Code Monkey home page Code Monkey logo

downshow's Introduction

Downshow build status

A simple JavaScript library to convert HTML to markdown.

This library has no external dependencies, and has been tested in Chrome, Safari and Firefox. It probably works with Internet Explorer, but your milage may vary.

Downshow is tiny!, only 4.5kb minified and 1.5kb gzip'ed.

It relies on the browsers DOM engine to parse the input HTML and produce the markdown output. When a browser DOM engine is not available (i.e. when running in the server on node.js) it fallsback on jsdom. In more detail, the DOM tree of the input HTML is processed in reverse breadth first search order (aka reverse level order traversal). Every supported HTML element is replaced with its markdown equivalent, and unsupported elements are stripped out and replaced by their sanitized text contents. The default node parser ignores all element attributes and strips all HTML tags from the output (however this behavior can be overriden through custom node parsers).

The source code is released under the MIT license, and therefore places almost no restrictions on what you can do with it.

Quick Start

Suppose somehwere in your document you have the following html fragment.

<div id="content">
<h1>Downshow</h1>
A simple JavaScript library to convert HTML to markdown.
<h2>Quick Start</h2>
That was <strong>very</strong> simple right?
</div>

Using downshow you can easily convert this HTML fragment to markdown:

var html_content = document.getElementById('content').innerHTML;
var markdown = downshow(html_content);
console.log(markdown);

Which should produce:

# Downshow

A simple JavaScript library to convert HTML to markdown

## Quick Start

That was **very** simple right?

Server-side usage

Install via npm (it requires jsdom).

$ npm install downshow

That is it!, the downshow module is ready to be used in your own nodejs projects. For example:

$ echo 'var downshow=require("downshow"); console.log(downshow("Hello <b>world</b>!"));' | node

Which produces

Hello **world**!

Extending Markdown Syntax

By creating a custom node parser it is possible to change the way the HTML is processed and converted to markdown. Through custom node parsers it is also possible to extend the produced markdown syntax.

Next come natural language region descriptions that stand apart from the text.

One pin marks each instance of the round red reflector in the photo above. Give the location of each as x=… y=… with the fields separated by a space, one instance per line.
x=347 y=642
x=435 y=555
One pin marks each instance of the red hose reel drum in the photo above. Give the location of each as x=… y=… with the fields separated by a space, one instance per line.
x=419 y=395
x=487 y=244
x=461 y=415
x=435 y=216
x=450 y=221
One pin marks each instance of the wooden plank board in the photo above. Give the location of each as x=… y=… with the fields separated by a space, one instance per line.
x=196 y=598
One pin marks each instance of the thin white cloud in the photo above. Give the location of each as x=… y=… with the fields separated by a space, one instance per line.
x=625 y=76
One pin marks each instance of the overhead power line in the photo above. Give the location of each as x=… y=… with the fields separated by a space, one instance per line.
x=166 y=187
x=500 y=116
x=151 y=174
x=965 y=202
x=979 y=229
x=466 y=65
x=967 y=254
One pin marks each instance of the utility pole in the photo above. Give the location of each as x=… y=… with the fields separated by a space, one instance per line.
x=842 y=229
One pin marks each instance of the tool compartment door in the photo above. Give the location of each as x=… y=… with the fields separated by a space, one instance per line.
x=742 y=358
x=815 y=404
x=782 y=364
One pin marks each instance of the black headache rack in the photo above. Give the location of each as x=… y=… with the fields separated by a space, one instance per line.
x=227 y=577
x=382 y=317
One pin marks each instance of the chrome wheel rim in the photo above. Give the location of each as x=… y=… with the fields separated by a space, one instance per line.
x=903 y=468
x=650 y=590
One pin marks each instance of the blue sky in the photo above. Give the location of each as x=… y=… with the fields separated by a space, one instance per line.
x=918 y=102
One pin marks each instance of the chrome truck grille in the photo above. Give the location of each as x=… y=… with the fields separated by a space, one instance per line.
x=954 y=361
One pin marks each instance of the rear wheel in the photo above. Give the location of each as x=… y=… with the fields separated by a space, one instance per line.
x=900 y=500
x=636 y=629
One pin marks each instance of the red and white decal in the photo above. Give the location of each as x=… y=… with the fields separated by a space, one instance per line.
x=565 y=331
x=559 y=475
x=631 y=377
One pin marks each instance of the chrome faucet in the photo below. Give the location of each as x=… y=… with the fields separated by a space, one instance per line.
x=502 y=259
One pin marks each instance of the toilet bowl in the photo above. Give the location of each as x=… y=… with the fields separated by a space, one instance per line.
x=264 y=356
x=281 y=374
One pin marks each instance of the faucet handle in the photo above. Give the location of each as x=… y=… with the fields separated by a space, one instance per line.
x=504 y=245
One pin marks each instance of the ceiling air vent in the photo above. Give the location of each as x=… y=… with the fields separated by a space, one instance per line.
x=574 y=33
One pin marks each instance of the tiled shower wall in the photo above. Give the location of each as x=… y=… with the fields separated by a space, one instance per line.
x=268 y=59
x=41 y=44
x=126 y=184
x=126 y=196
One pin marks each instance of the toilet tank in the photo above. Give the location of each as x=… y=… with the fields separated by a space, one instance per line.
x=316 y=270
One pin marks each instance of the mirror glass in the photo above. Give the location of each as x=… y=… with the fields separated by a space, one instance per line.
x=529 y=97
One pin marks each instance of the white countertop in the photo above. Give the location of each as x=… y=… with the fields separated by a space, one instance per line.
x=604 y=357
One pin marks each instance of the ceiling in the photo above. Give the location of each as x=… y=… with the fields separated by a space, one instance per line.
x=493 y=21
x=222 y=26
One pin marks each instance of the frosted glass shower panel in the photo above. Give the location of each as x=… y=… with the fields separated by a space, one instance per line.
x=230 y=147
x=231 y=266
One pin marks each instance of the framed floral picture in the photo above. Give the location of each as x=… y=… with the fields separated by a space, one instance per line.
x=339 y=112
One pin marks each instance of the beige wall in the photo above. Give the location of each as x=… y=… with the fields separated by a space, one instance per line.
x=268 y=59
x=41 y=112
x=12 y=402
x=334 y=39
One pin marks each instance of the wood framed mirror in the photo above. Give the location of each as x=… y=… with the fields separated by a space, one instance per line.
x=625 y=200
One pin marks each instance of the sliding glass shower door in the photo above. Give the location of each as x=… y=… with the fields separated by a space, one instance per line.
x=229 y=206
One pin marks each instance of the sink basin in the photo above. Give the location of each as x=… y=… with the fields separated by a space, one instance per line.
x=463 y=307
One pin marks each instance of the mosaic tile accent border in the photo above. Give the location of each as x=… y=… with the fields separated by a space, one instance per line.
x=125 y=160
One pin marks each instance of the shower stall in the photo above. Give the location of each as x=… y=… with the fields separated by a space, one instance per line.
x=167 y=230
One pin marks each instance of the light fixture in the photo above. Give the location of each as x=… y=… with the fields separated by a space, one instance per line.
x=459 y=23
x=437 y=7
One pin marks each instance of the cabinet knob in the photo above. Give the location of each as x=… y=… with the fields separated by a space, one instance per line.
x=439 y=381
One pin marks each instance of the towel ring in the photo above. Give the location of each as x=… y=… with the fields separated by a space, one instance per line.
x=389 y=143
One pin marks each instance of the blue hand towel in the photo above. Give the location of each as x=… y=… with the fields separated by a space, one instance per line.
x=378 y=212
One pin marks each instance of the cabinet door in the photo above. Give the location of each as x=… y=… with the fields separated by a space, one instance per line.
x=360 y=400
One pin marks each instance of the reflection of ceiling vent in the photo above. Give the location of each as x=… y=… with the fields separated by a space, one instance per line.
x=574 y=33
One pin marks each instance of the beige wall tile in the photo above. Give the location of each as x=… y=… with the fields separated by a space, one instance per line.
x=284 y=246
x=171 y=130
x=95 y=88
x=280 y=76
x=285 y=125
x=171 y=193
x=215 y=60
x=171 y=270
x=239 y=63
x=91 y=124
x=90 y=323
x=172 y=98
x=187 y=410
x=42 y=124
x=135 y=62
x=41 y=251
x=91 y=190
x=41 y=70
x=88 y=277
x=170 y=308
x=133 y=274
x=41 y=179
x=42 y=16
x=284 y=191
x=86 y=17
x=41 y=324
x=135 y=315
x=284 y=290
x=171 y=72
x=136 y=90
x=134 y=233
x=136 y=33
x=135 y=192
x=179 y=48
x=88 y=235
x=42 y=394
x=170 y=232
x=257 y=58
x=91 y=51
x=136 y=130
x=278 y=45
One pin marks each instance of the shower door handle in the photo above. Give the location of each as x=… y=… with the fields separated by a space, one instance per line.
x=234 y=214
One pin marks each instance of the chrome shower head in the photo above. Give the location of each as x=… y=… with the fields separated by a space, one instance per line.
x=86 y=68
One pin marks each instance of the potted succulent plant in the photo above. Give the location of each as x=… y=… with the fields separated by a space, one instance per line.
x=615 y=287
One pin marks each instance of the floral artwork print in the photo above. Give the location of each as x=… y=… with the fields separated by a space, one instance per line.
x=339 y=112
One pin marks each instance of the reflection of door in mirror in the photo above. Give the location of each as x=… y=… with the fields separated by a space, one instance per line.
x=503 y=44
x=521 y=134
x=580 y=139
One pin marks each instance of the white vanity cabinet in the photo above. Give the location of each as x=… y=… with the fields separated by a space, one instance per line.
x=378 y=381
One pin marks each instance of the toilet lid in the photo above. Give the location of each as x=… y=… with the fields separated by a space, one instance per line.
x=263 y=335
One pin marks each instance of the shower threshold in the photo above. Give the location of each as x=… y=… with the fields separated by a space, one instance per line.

To illustrate this, consider the following HTML fragment.

<div id="content">
    Regular text.<br/>
    <b>Bold text</b><br/>
    <em>Italics text</em><br/>
    <u>Underlined text</u><br/>
    <span class="underline">More underlined text</span>
</div>

If we run it through downshow we see the following output.

Regular text.
**Bold text**
_Italics text_
Underlined text
More underlined text

Since the vanilla markdown syntax does not support underlined text, downshow ignored the underline tags and stripped them from the output.

The next javascript fragment defines a custom node parser that extends the markdown syntax to allow underline text by wrapping it with the $ character.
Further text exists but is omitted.